Além de música com DJs, os foliões puderam também curtir o som da banda Maluco Voador, formado por pacientes do Centro de Atenção Psicossocial – Caps II, do Paranoá. O grupo animou a festa com ritmos populares como maracatu, coco e samba enredo. 

"Amai-vos uns aos Loucos"

Em Taguatinga, o bloco Amai-vos uns aos loucos foi às ruas com os estandartes em punho. Todos com dizeres como "a liberdade é terapêutica". Reunindo pessoas que também convivem, de alguma forma, com doenças mentais, o evento aconteceu em 8 de fevereiro, quinta-feira da semana anterior ao carnaval. Os foliões encontraram-se na Praça do Relógio, em Taguatinga, e seguiram em festa para o Centro de Assistência Psicossocial (Caps), de Taguatinga Norte.

Ver galeria . 7 Fotos Hellen Resende/Esp. CB/D.A Press
(foto: Hellen Resende/Esp. CB/D.A Press )


Em sua segunda edição, a proposta do bloco também é a inclusão social por meio de intervenção cultural. "Por muito tempo, a pessoa com transtorno mental ficou reclusa na sua casa, excluída de eventos culturais, de festas. O carnaval é de todo mundo, o carnaval é nosso e é dos loucos também. Nós que ocupemos as ruas e façamos festa na cidade", conta a organizadora Andressa Ferrari, 27 anos. 

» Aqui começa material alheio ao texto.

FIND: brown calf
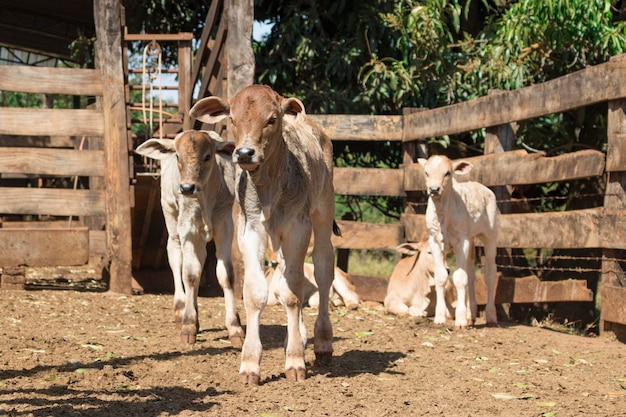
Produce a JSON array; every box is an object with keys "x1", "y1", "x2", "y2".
[
  {"x1": 135, "y1": 130, "x2": 244, "y2": 346},
  {"x1": 191, "y1": 85, "x2": 335, "y2": 384}
]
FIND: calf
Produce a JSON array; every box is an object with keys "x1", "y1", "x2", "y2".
[
  {"x1": 136, "y1": 130, "x2": 244, "y2": 347},
  {"x1": 418, "y1": 155, "x2": 498, "y2": 329},
  {"x1": 265, "y1": 261, "x2": 361, "y2": 310},
  {"x1": 191, "y1": 85, "x2": 335, "y2": 384},
  {"x1": 383, "y1": 240, "x2": 455, "y2": 317}
]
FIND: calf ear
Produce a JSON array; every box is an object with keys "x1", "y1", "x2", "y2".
[
  {"x1": 135, "y1": 139, "x2": 176, "y2": 159},
  {"x1": 396, "y1": 243, "x2": 419, "y2": 256},
  {"x1": 189, "y1": 96, "x2": 230, "y2": 123},
  {"x1": 281, "y1": 97, "x2": 306, "y2": 119},
  {"x1": 453, "y1": 161, "x2": 474, "y2": 175}
]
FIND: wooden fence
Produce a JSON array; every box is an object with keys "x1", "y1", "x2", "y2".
[
  {"x1": 0, "y1": 1, "x2": 132, "y2": 294},
  {"x1": 311, "y1": 56, "x2": 626, "y2": 330}
]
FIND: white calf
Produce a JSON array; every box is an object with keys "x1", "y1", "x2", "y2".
[
  {"x1": 418, "y1": 155, "x2": 498, "y2": 329},
  {"x1": 191, "y1": 85, "x2": 335, "y2": 384},
  {"x1": 136, "y1": 130, "x2": 244, "y2": 347},
  {"x1": 383, "y1": 240, "x2": 455, "y2": 317}
]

Enfermeira no Caps II de Taguatinga, Andressa conta que o resultado da primeira edição, realizada ano passado, foi muito positivo. "A gente decidiu repetir e esperamos reunir cerca de 400 pessoas". Vários pacientes se fantasiaram e tornaram-se os heróis da própria história. Ricardo Borges, 21 anos, é um deles. "É o momento de você se distrair, sair daquela rotina do dia-a-dia. Aqui está muito bom", conta o jovem, que não se continha de tanta alegria. O carnavalesco participou da organização do evento, e trazia na camiseta um dizer promovendo a liberdade e a luta pró saúde mental. 
 
Em sua segunda edição, a proposta do bloco é a inclusão social por meio de intervenção cultural(foto: Hellen Rezende/Esp. CB/D.A Press)
Em sua segunda edição, a proposta do bloco é a inclusão social por meio de intervenção cultural (foto: Hellen Rezende/Esp. CB/D.A Press)

 
A estudante de psicologia Emanuele Mendes, 32, compartilhou do mesmo sorriso que Ricardo. "Eu estou adorando. É mais que especial, porque eles já são especiais. Celebramos a inocência e a alegria de festejar a liberdade", comemorou, mesmo debaixo de chuva. 

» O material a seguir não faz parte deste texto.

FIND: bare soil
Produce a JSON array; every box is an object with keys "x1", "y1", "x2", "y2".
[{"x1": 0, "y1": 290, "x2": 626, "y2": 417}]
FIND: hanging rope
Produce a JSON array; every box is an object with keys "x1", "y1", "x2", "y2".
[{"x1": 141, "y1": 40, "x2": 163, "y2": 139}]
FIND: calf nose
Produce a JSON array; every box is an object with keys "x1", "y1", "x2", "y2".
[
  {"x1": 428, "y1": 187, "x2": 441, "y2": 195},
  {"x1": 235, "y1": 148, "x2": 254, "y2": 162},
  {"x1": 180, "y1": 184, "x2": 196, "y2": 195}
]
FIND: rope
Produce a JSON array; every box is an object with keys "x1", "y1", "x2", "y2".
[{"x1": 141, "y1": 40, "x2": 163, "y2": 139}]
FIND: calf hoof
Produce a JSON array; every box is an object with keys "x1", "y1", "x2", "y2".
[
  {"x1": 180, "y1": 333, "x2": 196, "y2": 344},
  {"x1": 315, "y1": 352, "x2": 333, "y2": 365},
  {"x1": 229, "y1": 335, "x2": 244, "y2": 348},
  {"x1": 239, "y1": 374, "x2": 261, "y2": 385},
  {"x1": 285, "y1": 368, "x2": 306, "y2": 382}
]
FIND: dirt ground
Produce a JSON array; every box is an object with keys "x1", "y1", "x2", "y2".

Após a caminhada, para repor as energias gastas pelos foliões de Taguatinga, a festa continuou no Caps, com um banquete temático. Comidas e bebidas coloridas, bem no clima de carnaval, um grupo musical e sorrisos para dar e vender. "Dizem que sou louco por pensar assim. Se eu sou muito louco por eu ser feliz. Mais louco é quem me diz que não é feliz", cantaram, finalizando um dia que ficará na memória de todos que lutam diariamente pela aceitação de uma sociedade que anida fecha os olhos para uma questão tão importante.